I was incredibly nervous about picking this one up. I read Seanan McGuire’s book Rosemary and Rue early last year and was extremely disappointed by it. After that, I lost pretty much all interest in reading McGuire, at least until I was inspired to pick this up for Tordotcomathon in March. I was honestly surprised by the fact that I really, really enjoyed it right from the start. I love the whole idea of children who have been in other worlds, like Wonderland and Oz, and what happens when they return to the real world. I thought McGuire pulled that off in a really interesting way. I really enjoyed the characters as well, particularly Nancy, Christopher and Kade—there’s just something about each of them that I really loved, and I can’t really explain what it was. I was so impressed with this that I’ve already continued the series at the time of me writing this series, and I’ll be sharing my thoughts on those soon too. But overall, this was such a fantastic start to the series, and I’m so so glad I gave McGuire a second chance by picking this up.

Mystwick School of Musicraft (Mystwick #1) by Jessica Khoury

I was really in the mood for a middle-grade fantasy this month and ended up picking this one up, and I’m so glad I did. It was one of those books that was genuinely a joy to read. I absolutely loved the magic system in here—I’ve never seen a book use magic and music together in this way and it was so much fun. The characters are fun as well; I really enjoyed reading about them all. There’s also some really beautiful art in here, which I always love to see, especially in middle-grade fantasy. I’m so glad this is a series as well because the world is so interesting and I think there are a lot of potential directions the story could go from here. There are so many things that just get briefly mentioned that I hope we might see developed over the rest of the books because I just need to know everything about this school and this world. I can’t wait to pick up the next one and see where Khoury decides to take it.

Chain of Gold (The Last Hours #1) by Cassandra Clare

I’ve been making a conscious effort this year to reread the things I’ve said I would/need to so I can continue or finish a series. Chain of Gold was the next one in line in March—I originally read it in 2020 but then didn’t continue on with book two for reasons I do not know. This ended up taking me about two weeks to reread which is pretty slow for me, but I was just having a good time taking it at a slower speed. I hadn’t realised how much of this I had forgotten so I’m glad I decided to reread it before moving on because there’s just so much that happens. I really loved this the first time, and I felt pretty much the same after this reread. I adore our sort of four main leads—Lucie, James, Cordelia and Matthew, but I still can’t choose my favourite between them. But now I just have to make the time to read books two and three, hopefully in April or May.
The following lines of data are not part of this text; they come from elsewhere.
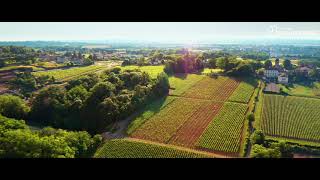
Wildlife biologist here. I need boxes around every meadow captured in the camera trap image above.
[280,82,320,98]
[197,102,247,153]
[32,63,113,81]
[118,65,164,78]
[94,138,214,158]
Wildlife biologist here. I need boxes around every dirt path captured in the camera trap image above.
[102,112,140,139]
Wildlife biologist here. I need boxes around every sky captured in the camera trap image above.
[0,22,320,43]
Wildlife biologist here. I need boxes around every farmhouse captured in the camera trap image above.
[57,56,67,63]
[264,83,280,93]
[278,73,289,84]
[264,69,279,78]
[295,66,312,76]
The Cruel Prince (The Folk of the Air #1) by Holly Black

This book was my pick for an April Fools booktube collab where we read books we thought booktube/the wider book community had fooled us about, you can see that here. The very basics of this are: I read a book by Holly Black about twelve years ago, hated it, and decided I wouldn’t pick anything up from her again. I was particularly unsure about this one because I also don’t have the best track record with fae books—there’s a particular type that I like, but I don’t really know what that is until I read it. Surprisingly, I actually loved this. I found the world really, really interesting and the plot grabbed me and just didn’t let go. There was just something about it that kept me reading even though I hated all the characters. Seriously, there was no one I really liked. Every time I started to think ‘Oh, blah is kinda okay’, they’d immediately do something terrible, and I’d hate them again. On a whole, they mostly felt one-dimensional to me as well—even as the story went on and twists happened, the characters felt as if they were kind of stuck in their roles even when they were completely different to where they started. I’m hoping this is something that starts to change in book two, which I’ve already put on hold at the library.

And that’s it for today. Have you read any of these?